Très vite, nous nous rendons compte que les représentants hexagonaux ne sont pas légion. Mais le bar est scindé par les pro et les anti Liverpool. Ceux-là prendront vite fait et cause pour la capitale des Gaules.

 La ferveur des uns contraste avec l’envie des autres de voir trébucher le chancelant colosse rouge aux pieds d’argile, déstabilisé par trois revers consécutifs. Ils honnissent les Reds, qu’ils soient supporters de Chelsea, Manchester, ou d’Arsenal. Un peu comme si, en France, dans un bar parisien, certains adeptes du PSG se réunissaient pour voir l’OM perdre une nouvelle finale de coupe d’Europe. Microcosme de cette population, un groupe de six amis, en mode « Friends », ont investi une table du café. Il y a Simon, qui a converti Ellen, sa copine, au mythe liverpuldien. Certains soirs, paraît-il, Simon lui fredonnerait dans l’intimité le fameux « You’ll never walk alone ».

Le couple se sent d’abord seul, car Georgie et Robbie, dit « Rob », amis de  longue date du couple, ont décidé de leur pourrir la soirée. En compagnie de Dan, qui étudie le droit sur le campus de la prestigieuse University of London, les trois compères chahutent gentiment les tourtereaux sur chaque ballon perdu. Les “come on, Benayoun”, “unlucky” (pas de chance), résonnent avec insistance dans l’enceinte boisée, particulièrement cosy.

A peine sortie du Starbucks, où elle vient d’achever son service, Sarah arrive en retard, mais en renfort pour les deux opprimés. Originaire du Nord, son père aurait porté les couleurs du club de la Mersey, plus jeune. Le cœur de Sarah est donc Rouge, et ne trahit pas. Même lorsque le héros Steven Gerrard sort sur blessure. « That sucks » (ça sent pas bon), lâche t-elle d’emblée, dépitée.

Fidèles à la tradition, les attaquants Anglais vont toutefois tirer les premiers. 41e minute : Exact au rendez-vous, Benayoun profite du cafouillage de Cris pour tromper Lloris. « Excellent », dégoupille Simon, en transe. Il lève les bras au ciel. Quelques gouttes de sa Guinness, victimes collatérales de son euphorie, rafraîchissent l’atmosphère. Portés par l’enthousiasme ragaillardi du kop d’Anfield, les Britanniques poursuivent leurs assauts. Poussés, peut-être, aussi, par leurs fans « longue distance ».

A des centaines de kilomètres de là, rien ne dit que les Reds n’ont pas senti le souffle chaud et alcoolisé de Simon sur leur nuque. Guiness, Foster, ce soir le bouillant étudiant fait mousser l’événement.
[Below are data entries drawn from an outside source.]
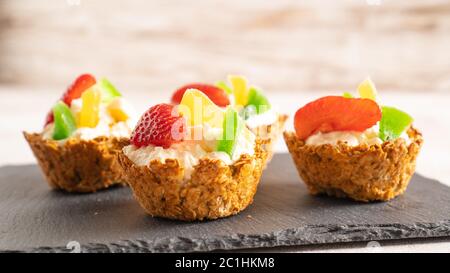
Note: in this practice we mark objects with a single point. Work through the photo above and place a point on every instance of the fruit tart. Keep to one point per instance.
(250, 102)
(83, 134)
(348, 146)
(192, 161)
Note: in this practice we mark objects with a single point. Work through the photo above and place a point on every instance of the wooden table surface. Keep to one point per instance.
(293, 49)
(22, 109)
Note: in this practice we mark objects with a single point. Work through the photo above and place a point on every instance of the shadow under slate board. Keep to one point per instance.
(35, 218)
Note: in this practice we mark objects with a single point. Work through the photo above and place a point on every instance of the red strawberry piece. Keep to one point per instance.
(81, 84)
(215, 94)
(336, 113)
(160, 126)
(49, 118)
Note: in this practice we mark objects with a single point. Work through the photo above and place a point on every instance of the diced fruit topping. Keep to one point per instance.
(336, 113)
(161, 126)
(198, 109)
(393, 123)
(257, 99)
(347, 95)
(232, 128)
(64, 124)
(90, 109)
(81, 84)
(222, 85)
(214, 93)
(240, 89)
(119, 110)
(109, 91)
(49, 118)
(74, 91)
(367, 90)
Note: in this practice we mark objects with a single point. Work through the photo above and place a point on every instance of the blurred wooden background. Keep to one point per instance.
(280, 45)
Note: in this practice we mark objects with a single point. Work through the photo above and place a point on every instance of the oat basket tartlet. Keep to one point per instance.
(349, 147)
(214, 189)
(175, 175)
(83, 136)
(251, 103)
(78, 165)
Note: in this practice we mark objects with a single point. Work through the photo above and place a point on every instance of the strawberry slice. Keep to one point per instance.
(74, 91)
(160, 126)
(214, 93)
(49, 118)
(81, 84)
(336, 113)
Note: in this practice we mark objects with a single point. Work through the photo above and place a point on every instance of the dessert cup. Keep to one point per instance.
(347, 146)
(83, 134)
(78, 165)
(363, 173)
(214, 189)
(269, 135)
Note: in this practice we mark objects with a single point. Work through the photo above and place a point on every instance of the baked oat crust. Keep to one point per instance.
(215, 190)
(269, 135)
(363, 173)
(78, 165)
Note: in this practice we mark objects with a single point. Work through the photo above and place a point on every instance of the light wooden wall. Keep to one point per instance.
(279, 44)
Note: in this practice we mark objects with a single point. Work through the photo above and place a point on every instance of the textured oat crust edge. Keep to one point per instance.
(363, 173)
(78, 165)
(215, 190)
(269, 135)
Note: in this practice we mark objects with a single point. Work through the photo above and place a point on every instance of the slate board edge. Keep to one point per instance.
(308, 235)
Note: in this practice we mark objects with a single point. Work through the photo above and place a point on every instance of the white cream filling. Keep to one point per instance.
(266, 118)
(105, 127)
(369, 137)
(189, 152)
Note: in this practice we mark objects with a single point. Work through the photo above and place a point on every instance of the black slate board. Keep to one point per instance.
(34, 218)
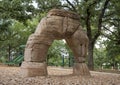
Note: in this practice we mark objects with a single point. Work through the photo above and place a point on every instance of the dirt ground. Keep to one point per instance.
(57, 76)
Plus la pression augmente sur le but de l’OL, plus son niveau baisse dans les pintes de Simon.

Mais l’intouchable Hugo Lloris rassure Rob, Georgie et Dan qui ne perdent pas espoir. Supporter des Blues, ce dernier raconte, pendant la mi-temps, comment il a arraché les derniers billets disponibles pour aller encourager Chelsea, le lendemain, à Stamford bridge face aux Espagnols de l’Atletico Madrid.
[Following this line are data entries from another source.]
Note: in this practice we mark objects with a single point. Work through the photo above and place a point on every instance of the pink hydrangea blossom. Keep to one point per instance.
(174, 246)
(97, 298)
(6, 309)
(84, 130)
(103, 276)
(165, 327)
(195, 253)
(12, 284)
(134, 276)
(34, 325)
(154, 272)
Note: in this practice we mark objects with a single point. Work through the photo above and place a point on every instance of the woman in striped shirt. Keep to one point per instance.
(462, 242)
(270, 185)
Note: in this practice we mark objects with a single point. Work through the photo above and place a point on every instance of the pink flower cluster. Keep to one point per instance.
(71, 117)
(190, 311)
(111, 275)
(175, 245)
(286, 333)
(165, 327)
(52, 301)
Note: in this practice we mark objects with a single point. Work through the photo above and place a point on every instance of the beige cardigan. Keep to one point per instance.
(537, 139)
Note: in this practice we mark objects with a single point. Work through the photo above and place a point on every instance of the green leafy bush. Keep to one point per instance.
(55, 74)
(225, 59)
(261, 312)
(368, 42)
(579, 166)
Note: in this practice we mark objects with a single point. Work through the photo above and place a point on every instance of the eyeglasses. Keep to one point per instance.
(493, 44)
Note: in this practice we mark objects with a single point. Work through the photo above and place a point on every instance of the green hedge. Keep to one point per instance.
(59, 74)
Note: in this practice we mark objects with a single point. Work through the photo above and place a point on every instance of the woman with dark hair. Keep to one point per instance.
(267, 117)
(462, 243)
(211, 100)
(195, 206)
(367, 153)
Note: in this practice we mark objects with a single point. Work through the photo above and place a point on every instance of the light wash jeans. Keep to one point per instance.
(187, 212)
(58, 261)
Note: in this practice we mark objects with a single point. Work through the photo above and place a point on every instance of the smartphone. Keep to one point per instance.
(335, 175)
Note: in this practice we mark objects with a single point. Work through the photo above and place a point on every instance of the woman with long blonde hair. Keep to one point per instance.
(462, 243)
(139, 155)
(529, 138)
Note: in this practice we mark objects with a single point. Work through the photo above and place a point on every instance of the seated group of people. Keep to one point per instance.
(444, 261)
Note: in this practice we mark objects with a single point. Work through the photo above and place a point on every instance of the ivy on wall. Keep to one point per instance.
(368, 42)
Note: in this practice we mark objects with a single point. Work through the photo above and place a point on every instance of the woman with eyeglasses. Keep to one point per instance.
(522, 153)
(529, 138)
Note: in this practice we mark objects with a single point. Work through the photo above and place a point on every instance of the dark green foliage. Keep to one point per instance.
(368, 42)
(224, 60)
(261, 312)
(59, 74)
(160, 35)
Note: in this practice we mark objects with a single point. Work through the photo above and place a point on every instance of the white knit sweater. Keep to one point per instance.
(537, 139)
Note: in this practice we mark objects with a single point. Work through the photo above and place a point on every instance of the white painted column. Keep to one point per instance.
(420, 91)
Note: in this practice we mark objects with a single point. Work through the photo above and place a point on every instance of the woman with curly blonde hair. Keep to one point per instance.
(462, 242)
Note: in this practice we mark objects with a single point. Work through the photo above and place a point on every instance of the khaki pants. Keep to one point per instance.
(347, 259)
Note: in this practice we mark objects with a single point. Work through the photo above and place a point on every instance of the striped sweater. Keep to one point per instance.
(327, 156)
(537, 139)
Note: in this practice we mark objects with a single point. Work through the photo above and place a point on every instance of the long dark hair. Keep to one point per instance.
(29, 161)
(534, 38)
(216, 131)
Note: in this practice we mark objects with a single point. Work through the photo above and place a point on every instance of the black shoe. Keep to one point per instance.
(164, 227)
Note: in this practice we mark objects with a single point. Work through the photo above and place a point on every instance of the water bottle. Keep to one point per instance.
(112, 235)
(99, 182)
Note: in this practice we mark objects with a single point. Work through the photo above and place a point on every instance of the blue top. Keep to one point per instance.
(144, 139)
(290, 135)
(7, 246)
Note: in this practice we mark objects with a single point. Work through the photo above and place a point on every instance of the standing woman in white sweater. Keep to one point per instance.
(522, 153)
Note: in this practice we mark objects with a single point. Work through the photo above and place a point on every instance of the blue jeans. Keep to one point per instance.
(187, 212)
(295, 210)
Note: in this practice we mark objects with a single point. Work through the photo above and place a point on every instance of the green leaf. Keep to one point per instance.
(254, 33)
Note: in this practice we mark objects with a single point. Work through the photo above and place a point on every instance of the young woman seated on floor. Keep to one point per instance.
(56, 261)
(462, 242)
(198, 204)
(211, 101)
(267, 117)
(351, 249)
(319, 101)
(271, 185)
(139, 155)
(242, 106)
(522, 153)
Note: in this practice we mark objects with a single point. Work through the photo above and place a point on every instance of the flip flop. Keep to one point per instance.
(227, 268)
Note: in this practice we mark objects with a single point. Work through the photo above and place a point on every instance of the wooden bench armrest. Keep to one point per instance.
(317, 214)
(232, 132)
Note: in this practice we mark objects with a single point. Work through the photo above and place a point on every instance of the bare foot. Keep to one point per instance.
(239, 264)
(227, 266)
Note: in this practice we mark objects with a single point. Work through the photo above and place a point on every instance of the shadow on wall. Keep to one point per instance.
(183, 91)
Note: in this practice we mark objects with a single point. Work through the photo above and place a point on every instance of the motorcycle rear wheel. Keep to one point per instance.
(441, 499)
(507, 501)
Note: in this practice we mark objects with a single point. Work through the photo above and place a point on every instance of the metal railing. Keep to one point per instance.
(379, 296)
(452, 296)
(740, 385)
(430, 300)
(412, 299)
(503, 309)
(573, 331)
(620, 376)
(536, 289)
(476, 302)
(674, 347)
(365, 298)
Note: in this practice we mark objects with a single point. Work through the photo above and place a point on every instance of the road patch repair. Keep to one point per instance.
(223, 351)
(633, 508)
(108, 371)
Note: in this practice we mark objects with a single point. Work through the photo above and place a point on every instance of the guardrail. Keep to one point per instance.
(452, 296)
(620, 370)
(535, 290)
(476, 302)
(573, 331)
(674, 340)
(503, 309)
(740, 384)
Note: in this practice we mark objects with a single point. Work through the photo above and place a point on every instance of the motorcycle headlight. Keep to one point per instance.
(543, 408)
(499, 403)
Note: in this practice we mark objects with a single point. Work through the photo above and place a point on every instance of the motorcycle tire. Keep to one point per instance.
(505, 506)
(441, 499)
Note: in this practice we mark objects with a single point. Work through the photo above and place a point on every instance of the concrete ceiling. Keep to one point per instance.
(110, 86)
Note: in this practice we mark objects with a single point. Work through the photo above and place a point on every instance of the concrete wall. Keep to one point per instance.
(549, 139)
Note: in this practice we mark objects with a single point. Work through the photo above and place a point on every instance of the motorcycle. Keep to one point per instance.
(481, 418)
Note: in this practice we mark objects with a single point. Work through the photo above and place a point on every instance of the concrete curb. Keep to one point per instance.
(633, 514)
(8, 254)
La seconde période repart et Lyon reprend les commandes du match. Maîtres de leur sujet, les Français font tourner le ballon. Les jurons de Sarah ne diminuent pas les velléités rhodaniennes, bien au contraire.
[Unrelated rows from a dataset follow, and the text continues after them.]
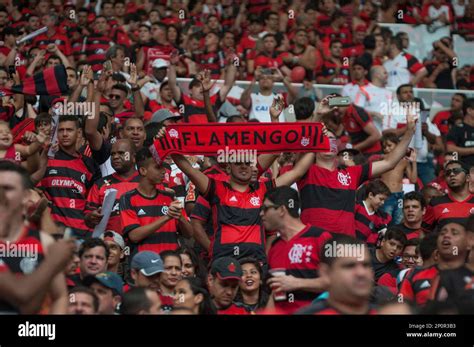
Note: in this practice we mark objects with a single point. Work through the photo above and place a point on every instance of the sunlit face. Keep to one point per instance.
(452, 241)
(83, 303)
(410, 257)
(251, 279)
(336, 50)
(412, 211)
(67, 134)
(188, 269)
(144, 34)
(185, 298)
(241, 172)
(13, 195)
(391, 248)
(172, 274)
(93, 261)
(351, 278)
(135, 131)
(6, 137)
(223, 292)
(377, 201)
(388, 146)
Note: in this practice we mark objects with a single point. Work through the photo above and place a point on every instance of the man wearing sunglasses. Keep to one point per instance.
(458, 204)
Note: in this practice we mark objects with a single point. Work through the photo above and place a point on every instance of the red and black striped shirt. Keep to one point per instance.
(328, 68)
(409, 232)
(299, 256)
(97, 194)
(328, 197)
(195, 111)
(323, 307)
(29, 241)
(416, 286)
(62, 41)
(137, 210)
(446, 209)
(96, 47)
(238, 230)
(367, 225)
(213, 61)
(66, 182)
(354, 120)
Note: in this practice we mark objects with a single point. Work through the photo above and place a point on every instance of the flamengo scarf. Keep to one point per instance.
(212, 138)
(50, 81)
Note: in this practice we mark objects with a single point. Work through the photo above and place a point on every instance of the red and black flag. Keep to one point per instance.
(50, 81)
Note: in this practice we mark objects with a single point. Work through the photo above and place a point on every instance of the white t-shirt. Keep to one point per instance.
(373, 99)
(401, 68)
(260, 108)
(394, 120)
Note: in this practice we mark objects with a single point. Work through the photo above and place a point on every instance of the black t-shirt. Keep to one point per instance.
(381, 268)
(463, 136)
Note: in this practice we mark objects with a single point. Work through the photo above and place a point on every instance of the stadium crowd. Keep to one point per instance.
(381, 223)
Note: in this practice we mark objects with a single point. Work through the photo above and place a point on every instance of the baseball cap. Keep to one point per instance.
(149, 263)
(108, 279)
(110, 235)
(162, 115)
(159, 64)
(226, 268)
(346, 147)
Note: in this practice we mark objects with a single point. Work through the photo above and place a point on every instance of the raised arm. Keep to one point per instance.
(298, 171)
(230, 74)
(391, 160)
(92, 134)
(200, 180)
(205, 78)
(174, 60)
(137, 95)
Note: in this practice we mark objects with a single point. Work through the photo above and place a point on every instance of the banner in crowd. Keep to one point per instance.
(50, 81)
(210, 139)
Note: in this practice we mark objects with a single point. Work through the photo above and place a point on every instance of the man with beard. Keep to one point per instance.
(124, 179)
(350, 278)
(458, 204)
(152, 218)
(453, 244)
(223, 283)
(383, 258)
(458, 285)
(93, 256)
(238, 230)
(14, 194)
(296, 250)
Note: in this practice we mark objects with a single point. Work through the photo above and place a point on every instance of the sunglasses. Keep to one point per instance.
(455, 171)
(265, 208)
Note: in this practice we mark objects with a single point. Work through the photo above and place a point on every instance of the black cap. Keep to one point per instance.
(226, 268)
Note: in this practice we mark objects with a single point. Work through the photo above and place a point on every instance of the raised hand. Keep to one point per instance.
(133, 75)
(86, 76)
(277, 107)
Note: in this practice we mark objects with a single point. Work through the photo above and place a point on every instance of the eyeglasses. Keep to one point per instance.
(455, 171)
(265, 208)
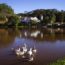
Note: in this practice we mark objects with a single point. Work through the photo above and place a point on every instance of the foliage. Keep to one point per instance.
(59, 62)
(13, 20)
(2, 17)
(5, 9)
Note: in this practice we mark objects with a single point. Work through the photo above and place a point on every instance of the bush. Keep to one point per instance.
(13, 20)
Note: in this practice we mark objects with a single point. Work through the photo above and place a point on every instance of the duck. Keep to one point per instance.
(34, 50)
(24, 48)
(17, 51)
(30, 52)
(31, 59)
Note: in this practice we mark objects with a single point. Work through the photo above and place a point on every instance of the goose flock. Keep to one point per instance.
(24, 52)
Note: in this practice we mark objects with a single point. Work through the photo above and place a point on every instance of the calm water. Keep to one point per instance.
(50, 45)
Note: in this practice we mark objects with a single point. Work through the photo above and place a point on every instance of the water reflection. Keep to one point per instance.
(50, 44)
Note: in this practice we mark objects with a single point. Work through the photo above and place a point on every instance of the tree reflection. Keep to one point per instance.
(7, 36)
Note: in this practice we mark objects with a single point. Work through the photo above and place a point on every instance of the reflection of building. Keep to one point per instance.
(44, 35)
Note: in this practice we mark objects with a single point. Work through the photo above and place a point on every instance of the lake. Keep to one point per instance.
(49, 43)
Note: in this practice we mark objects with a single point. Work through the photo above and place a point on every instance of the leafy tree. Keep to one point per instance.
(5, 9)
(13, 20)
72e minute : Maxime Gonalons égalise. « Lovely », s’écrie Rob, qu’on pensait assoupi. Sorti de sa torpeur par un but tout en abnégation, il enfonce le couteau dans la plaie : « That’s brilliant », s’exclame t-il dans on propre écho. Simon craque. Il enchaîne les demis pour ne pas faire les choses à moitié. Eméché, mais toujours dévolu à la légende de Liverpool, il y croit. Le second but de Delgado (91e minute) l’achèvera dans les grandes largeurs.

La discrète mais cruelle Georgie lui lance alors un douloureux, « It had to happen ». Une référence au célèbre film éponyme, dirigé par Roy del Ruth dans les années 30 ? Peut-être. Car la bande à Claude Puel a parfaitement ficelé le scénario du remake. Un spectacle projeté au Fox. Un simple pub anglais, témoin en cette froide soirée londonienne d’une sympathique avant-première. Du genre à réchauffer les chœurs des amoureux du foot. Sans exception.